CHAPTER XVII.
DAYLIGHT.
A new day dawned for me on the twenty-fifth of February. I rose
as usual a few minutes before six. It was the morning of my release,
or in prison language my "discharge." Yet I felt no excitement.
I was as calm as my cell walls. "Strange!" the reader will say.
Yet not so strange after all. Every day had been filled with expectancy,
and anticipation had discounted the reality.
Instead of waiting till eight o'clock, the usual breakfast hour,
superintendent Burchell brought my last prison meal at seven.
I wondered at his haste, but when he came again, a few minutes later,
to see if I had done, I saw through the game. The authorities wished
to "discharge" me rapidly, before the hour when my friends would
assemble at the prison gates, and so lessen the force of the
demonstration. I slackened speed at once, drank my tea in sips,
and munched my dry bread with great deliberation. "Come," said
superintendent Burchell, "you're very slow this morning." "Oh,"
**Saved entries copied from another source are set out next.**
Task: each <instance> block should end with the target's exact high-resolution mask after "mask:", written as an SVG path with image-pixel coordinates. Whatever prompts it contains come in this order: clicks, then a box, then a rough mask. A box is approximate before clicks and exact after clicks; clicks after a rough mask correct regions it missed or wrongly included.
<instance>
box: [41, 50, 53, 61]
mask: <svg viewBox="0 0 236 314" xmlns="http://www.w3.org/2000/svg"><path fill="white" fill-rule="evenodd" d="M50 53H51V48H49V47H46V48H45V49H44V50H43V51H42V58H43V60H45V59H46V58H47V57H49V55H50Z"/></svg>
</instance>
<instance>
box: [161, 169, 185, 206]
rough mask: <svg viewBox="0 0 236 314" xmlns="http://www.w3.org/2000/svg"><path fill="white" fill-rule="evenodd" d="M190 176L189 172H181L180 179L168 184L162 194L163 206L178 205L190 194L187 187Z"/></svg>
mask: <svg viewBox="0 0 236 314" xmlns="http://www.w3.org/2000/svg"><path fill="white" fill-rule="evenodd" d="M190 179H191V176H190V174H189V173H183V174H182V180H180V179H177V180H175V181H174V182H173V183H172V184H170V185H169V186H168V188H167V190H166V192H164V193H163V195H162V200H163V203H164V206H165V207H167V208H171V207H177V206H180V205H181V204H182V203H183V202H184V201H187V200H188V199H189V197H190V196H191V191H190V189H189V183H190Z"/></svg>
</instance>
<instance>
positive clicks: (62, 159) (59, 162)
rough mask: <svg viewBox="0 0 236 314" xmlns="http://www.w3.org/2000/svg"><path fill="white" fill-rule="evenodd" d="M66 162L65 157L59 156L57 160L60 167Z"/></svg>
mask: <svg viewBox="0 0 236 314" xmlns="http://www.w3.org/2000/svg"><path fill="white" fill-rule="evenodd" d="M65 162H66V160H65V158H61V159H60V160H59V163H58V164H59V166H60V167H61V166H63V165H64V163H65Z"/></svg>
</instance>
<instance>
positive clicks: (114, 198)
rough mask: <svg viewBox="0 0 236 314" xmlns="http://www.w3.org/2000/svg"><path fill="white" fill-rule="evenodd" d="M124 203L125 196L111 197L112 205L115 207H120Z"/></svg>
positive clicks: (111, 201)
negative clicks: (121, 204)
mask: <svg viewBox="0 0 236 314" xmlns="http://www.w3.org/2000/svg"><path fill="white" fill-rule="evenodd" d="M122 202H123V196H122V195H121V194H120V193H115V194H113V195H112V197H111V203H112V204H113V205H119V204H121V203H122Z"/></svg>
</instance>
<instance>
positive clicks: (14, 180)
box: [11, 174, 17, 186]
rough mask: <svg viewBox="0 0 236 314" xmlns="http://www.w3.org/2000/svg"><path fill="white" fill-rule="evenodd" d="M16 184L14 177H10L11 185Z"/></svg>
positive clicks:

I replied, "there's no hurry; after twelve months of it a few minutes
make little difference." Burchell put the words and my smile together,
and gave the game up.
Down in the bathroom at the foot of the debtors' wing my clothes
were set out, and some kind hand had spread a piece of bright carpet
for my feet. I dressed very leisurely. With equal tardiness I went
through the ceremony of receiving my effects, carefully checking
every article, and counting the money coin by coin.